The relevant and necessary facts to dispose of this petition are:
The respondent was working as a Road Transport Inspector in the Regional Office of the Road Transport Corporation, Bhopal and is a public servant as such. A complaint under Section 13(1)(e) read with Section 13(2) of the Act for the check period 25.9.1982 to 27.3.1993 was filed stating that he had acquired the property in excess of the known source of his income. During the investigation properties and assets belonging to his mother-in- law, father, brother and nephew were shown as assets of the respondent. The assets of his wife, who is an income-tax payer and a self-earning member, were also connected with the assets of the respondent. While submitting charge sheet several important documents, which were collected during the course of investigation, were withheld. According to the respondent the said documents supported him. If those documents were considered even prima facie there was no scope to frame charges against him. At the time of framing charges the respondent made an application seeking production of these documents in court before proceeding to frame charge. But the said application was rejected stating that for the purpose of framing charges only the documents forwarded to the court under Section 173(5) Cr.P.C. need to be considered. Hence he filed Criminal Revision No. 337/97 in the High court. The said Revision Petition was disposed of by the order dated 8.9.1997 in the following terms: -
"In the result the revision is allowed, the order impugned is set-aside and it is directed that the documents made available by the accused during investigation be produced and may be taken into consideration by the court below while framing the charge."

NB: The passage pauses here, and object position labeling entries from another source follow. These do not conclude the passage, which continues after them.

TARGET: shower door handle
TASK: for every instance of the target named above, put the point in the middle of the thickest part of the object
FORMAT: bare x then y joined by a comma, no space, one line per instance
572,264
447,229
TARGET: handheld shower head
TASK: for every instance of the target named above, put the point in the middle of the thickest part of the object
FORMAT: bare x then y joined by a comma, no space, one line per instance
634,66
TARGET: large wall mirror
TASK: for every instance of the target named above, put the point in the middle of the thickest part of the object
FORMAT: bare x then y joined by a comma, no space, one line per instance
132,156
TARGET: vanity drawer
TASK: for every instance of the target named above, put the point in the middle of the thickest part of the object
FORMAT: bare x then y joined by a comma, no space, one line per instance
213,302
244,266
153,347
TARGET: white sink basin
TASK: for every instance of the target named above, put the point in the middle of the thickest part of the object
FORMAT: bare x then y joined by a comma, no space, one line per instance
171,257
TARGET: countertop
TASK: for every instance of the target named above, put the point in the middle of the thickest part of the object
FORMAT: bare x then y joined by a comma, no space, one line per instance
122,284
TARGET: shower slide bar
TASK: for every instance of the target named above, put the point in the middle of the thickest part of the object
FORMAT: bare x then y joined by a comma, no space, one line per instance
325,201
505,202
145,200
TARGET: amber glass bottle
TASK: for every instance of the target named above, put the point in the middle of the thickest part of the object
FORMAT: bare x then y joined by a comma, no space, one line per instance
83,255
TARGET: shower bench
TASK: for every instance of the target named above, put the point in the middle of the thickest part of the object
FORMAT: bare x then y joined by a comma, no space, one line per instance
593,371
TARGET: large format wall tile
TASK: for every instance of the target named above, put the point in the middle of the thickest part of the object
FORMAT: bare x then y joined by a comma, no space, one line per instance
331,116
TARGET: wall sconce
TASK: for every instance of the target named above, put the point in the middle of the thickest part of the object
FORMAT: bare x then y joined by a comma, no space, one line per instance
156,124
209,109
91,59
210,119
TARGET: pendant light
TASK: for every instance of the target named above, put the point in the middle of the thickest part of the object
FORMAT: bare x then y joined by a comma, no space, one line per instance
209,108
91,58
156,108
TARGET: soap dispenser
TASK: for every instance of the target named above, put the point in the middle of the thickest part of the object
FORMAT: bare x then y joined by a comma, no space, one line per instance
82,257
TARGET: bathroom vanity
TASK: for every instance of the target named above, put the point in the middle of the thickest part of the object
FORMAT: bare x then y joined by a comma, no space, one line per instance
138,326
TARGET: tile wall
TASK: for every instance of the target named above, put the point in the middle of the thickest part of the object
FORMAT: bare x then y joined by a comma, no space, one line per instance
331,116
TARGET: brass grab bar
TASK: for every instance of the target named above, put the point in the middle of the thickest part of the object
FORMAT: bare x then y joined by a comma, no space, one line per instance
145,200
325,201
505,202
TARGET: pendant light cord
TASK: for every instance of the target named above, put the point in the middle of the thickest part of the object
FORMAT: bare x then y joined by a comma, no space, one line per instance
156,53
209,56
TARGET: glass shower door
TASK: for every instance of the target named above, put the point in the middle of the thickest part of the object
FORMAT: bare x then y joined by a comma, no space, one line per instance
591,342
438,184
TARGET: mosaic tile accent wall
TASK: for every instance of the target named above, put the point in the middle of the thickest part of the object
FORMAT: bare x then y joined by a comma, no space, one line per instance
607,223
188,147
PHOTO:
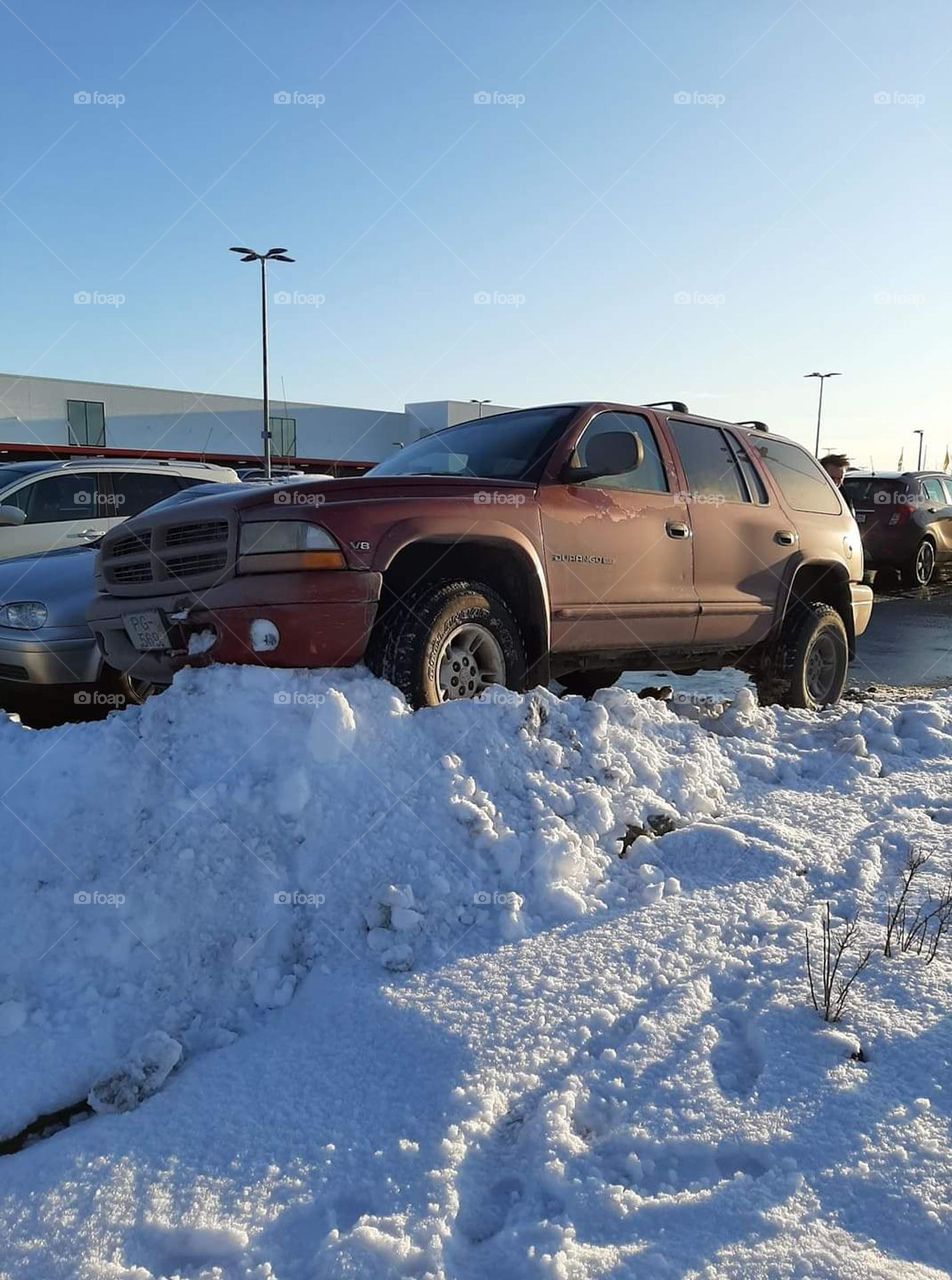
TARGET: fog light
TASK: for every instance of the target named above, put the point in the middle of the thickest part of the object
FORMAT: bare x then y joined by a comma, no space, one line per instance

Thereafter the trial court framed charges under Section 13(1)(e) read with Section 13(2) of the Act. Aggrieved by the order dated 4.4.1988 framing charges in the Special Case No. 26/96 by the Special Judge, Indore, the respondent filed Criminal Revision No. 274/98. The High Court by order dated 10.11.1998 accepted the case of the respondent, set aside the order of the learned Special Judge, Indore, framing charges and discharged the respondent. In these circumstances the State has come up in this petition challenging the said order of the High Court.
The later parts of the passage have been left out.